Child care in the United States is a classic example of a failing market where the forces of supply and demand don’t produce good outcomes for businesses, workers or consumers. Day care prices are about as high as families can bear. That constraint means many centers are barely scraping by and can’t offer higher teacher salaries, enough slots to meet demand or the quality of care that we know is good for kids’ development. 

Since the pandemic, a couple of state governments have been trying to bring things into balance by helping more households afford care. California, Colorado and Alabama have expanded their free childcare options for three- and four-year-olds. But New Mexico is the only state to offer full tuition waivers to broad swaths of its middle class from birth to age five. 

“The play New Mexico is making is to put a lot of public money into this broken market,” said Heinz. “Could we transform the system that way? Could we make it higher quality? Could we incentivize providers to open new rooms because they know they’re going to have this reliable, higher revenue source?” 

If more families can afford care and providers’ margins are a bit wider, maybe the system could work better for everybody. Easy, right?  

“Right,” said Jessica Brown, an economist studying childcare markets at the University of South Carolina. “If every state could have oil money, maybe we could solve the child care crisis.” 

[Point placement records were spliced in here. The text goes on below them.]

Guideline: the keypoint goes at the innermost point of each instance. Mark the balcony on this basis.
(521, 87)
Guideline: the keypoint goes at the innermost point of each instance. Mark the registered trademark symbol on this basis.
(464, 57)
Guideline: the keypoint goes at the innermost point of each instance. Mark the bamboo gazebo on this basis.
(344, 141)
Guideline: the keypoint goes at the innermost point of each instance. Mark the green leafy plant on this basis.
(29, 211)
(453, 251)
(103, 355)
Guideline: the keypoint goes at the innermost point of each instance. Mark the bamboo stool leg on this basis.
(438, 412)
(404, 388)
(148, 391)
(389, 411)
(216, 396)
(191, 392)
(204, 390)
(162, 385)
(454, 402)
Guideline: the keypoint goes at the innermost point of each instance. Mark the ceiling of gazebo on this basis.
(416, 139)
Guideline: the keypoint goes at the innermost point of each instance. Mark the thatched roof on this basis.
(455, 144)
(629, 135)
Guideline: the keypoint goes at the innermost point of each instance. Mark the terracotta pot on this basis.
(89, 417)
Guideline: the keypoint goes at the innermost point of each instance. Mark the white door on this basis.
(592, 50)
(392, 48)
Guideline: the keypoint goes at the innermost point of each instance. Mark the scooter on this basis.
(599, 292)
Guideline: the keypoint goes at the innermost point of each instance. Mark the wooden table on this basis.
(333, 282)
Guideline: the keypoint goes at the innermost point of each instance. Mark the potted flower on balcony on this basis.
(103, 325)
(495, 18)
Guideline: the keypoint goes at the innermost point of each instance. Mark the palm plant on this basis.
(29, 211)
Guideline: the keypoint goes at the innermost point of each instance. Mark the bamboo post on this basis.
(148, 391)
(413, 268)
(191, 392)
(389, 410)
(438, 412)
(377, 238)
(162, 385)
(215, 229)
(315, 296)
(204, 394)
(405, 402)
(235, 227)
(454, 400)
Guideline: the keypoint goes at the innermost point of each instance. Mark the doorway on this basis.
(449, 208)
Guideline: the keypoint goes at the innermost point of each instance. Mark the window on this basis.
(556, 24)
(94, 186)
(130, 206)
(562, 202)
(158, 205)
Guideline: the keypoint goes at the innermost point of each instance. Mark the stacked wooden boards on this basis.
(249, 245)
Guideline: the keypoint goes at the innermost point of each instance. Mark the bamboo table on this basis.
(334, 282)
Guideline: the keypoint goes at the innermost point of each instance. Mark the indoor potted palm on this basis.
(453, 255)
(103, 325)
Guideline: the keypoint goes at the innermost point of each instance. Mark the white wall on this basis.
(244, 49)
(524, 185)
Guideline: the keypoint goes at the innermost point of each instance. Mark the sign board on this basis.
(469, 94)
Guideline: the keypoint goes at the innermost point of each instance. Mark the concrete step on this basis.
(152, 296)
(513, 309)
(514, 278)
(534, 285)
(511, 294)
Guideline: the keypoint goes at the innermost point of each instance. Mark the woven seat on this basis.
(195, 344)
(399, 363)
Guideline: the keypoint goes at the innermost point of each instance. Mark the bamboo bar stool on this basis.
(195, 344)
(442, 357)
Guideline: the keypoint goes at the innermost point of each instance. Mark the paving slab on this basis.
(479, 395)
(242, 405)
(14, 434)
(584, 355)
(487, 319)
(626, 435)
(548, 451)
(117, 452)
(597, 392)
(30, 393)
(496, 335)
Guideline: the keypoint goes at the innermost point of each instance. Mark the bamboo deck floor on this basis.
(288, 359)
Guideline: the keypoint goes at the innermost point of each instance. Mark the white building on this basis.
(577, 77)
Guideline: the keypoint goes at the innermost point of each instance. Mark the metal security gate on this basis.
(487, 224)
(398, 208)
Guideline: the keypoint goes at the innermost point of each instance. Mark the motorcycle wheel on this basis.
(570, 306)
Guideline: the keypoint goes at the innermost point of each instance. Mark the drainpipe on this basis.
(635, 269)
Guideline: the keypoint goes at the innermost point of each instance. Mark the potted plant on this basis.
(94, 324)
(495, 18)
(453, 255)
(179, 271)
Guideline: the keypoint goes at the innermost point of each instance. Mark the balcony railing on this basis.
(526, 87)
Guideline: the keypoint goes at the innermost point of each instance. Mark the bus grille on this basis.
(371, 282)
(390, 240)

In 2022, New Mexico was in the unique position of having both the surplus revenue and the political will to make an all-in investment in early childhood education. Brown said the investment funds that pay for the expanded subsidy are innovative but not necessarily replicable in states with tighter budgets. Still, she said other states should be taking notes. 

“Child care serves this dual purpose in facilitating labor force participation of parents, but also being really important for child development,” Brown said, so getting more kids into high quality care should pay short and long term economic dividends. 

“We have a lot of research showing that if early care environments are good we see better outcomes later in life,” Brown said. “We see higher educational attainment, we see higher wages, we see better health and lower crime rates.” 

For now, researchers at the University of New Mexico are finding that the expanded subsidy is helping shift New Mexico’s child care sector toward more center-based, licensed care at higher quality. Between 2019 and 2023, the number of licensed child care slots in the state increased by 7% and the number of centers earning a “five-star” rating grew by 16%. 

In some cases, the stability provided by the expanded subsidy is allowing centers to expand. 

Across the street from Christina Kent Early Childhood Center is a building that the center just purchased and that will soon house five new toddler, pre-K and badly-needed infant classrooms. Director Sondra Carpenter said she knows the center can fill those classrooms now that more families can afford care and the center’s profit margins are a bit wider. 

“Has that set the stage and the foundation for us to be able to say, ‘Yes, let’s take on a loan?’ It has,” Carpenter said. “I don’t think the school ten years ago was in a financial position to make that kind of decision.”